Marine conservation volunteers make visits every 2 weeks during their stay to the enormous estuary just to the north of Tofo. This wide expanse of water has to visited at low tide to enable good visibility of a small area of reef known as “the wall” where scientific data is taken for analysis and cataloging.
Years of overfishing have degraded the ecosystem limiting the biodiversity and standing stock in the estuary. Seahorses have particularly been targeted for both the aquarium trade and Chinese medicine.
This study aims to monitor the diversity and abundance of species residing in the estuary and its continuing decline.
Access is not easy! You are dropped off on the road, and walk downhill across farm land and on arriving at the estuary, have to wade through the water across the mud flats which are exposed at low tide. Wet suit shoes/boots are essential as the bottom of the estuary can be covered with very sharp broken shells which could potentially cut your feet.

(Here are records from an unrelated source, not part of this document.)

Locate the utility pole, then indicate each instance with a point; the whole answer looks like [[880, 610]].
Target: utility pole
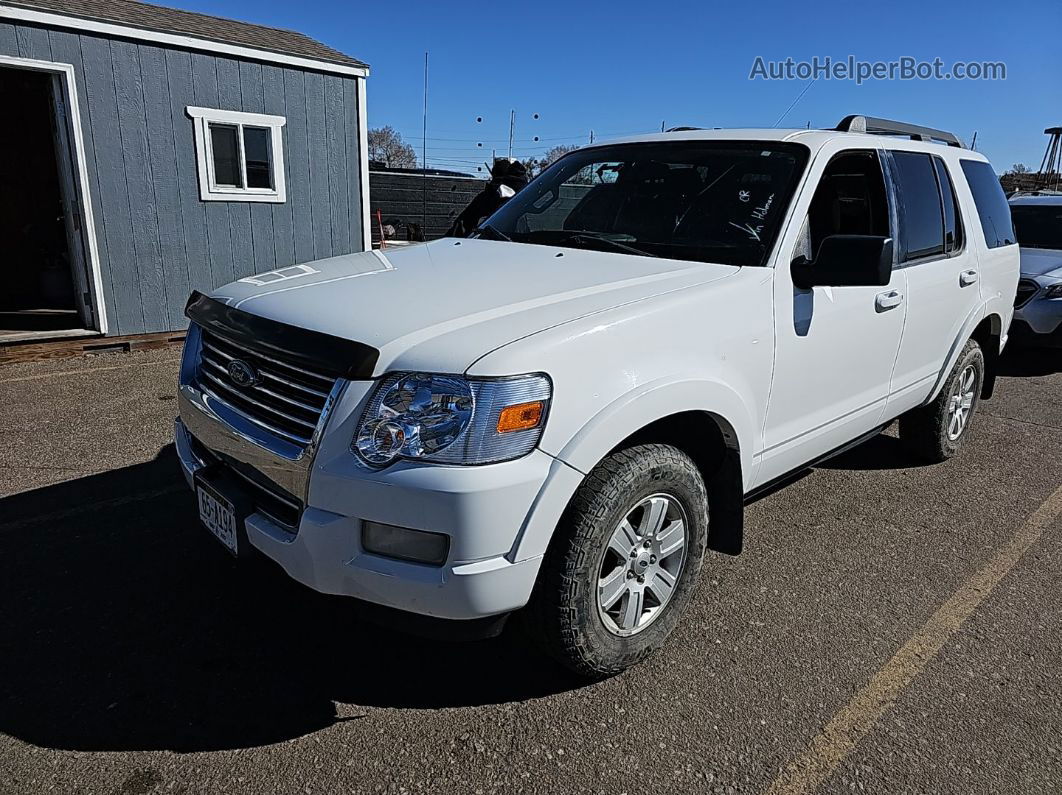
[[424, 155], [512, 126], [424, 133]]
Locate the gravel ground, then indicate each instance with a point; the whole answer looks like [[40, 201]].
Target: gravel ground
[[137, 658]]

One or two fishing boats are fishing and expect to see ladies standing knee high in the water pulling in nets hoping for a good catch. This is very worrying as the estuary is a breeding and nursery ground for many fish and the ones removed will be juveniles which will have an impact on future generations.

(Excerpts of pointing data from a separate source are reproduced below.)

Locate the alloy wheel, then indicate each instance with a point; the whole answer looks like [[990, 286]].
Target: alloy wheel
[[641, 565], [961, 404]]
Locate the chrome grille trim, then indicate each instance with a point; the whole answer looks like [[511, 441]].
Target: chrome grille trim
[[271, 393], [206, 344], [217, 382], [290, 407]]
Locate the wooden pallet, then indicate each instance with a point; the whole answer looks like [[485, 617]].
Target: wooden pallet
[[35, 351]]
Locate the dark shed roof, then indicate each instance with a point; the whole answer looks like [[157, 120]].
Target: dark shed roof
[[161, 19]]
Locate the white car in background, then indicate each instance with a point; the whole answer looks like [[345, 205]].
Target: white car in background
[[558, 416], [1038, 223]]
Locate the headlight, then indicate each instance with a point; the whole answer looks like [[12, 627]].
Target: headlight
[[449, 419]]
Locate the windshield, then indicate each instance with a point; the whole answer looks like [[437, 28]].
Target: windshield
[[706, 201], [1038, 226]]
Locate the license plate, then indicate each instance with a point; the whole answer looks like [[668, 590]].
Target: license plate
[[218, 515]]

You should see greater flamingos, reed cormorants, swift terns, black capped bulbuls, little egrets, hamercops, grey herons, sacred ibis and other birds of interest.
Eventually, on the far side of the mud flat, we waded through the water and met our boat, a traditional local fishing boat run by Carlos and his 18 year old son Salvador. They took us over to a sandy island where we swam in the warm waters and practiced with our snorkels. We searched the sea grass for the illusive sea horses but weren’t lucky enough to see any.
Then came the main scientific aspect of the trip. Arriving at an area known as “the wall”, we took turns to snorkel and film underwater, all following the same “belt track” along the wall, at timed intervals, so we could collect data on which fish and other sea creatures we could observe.
Two people also used a quadrat to monitor a certain area of the estuary floor. This data would be analyzed back at The Lodge, and entered in the data base which helps build up numbers and varieties of fish and other sea creatures, changes in the estuary, habitats, etc. This information will be shared in reports to relevant local and national Government Departments and other interested parties. We also looked again for sea horses but were not lucky to find any. The project is partnered with iSeahorse, an organization that uses citizen science to track seahorse populations around the world.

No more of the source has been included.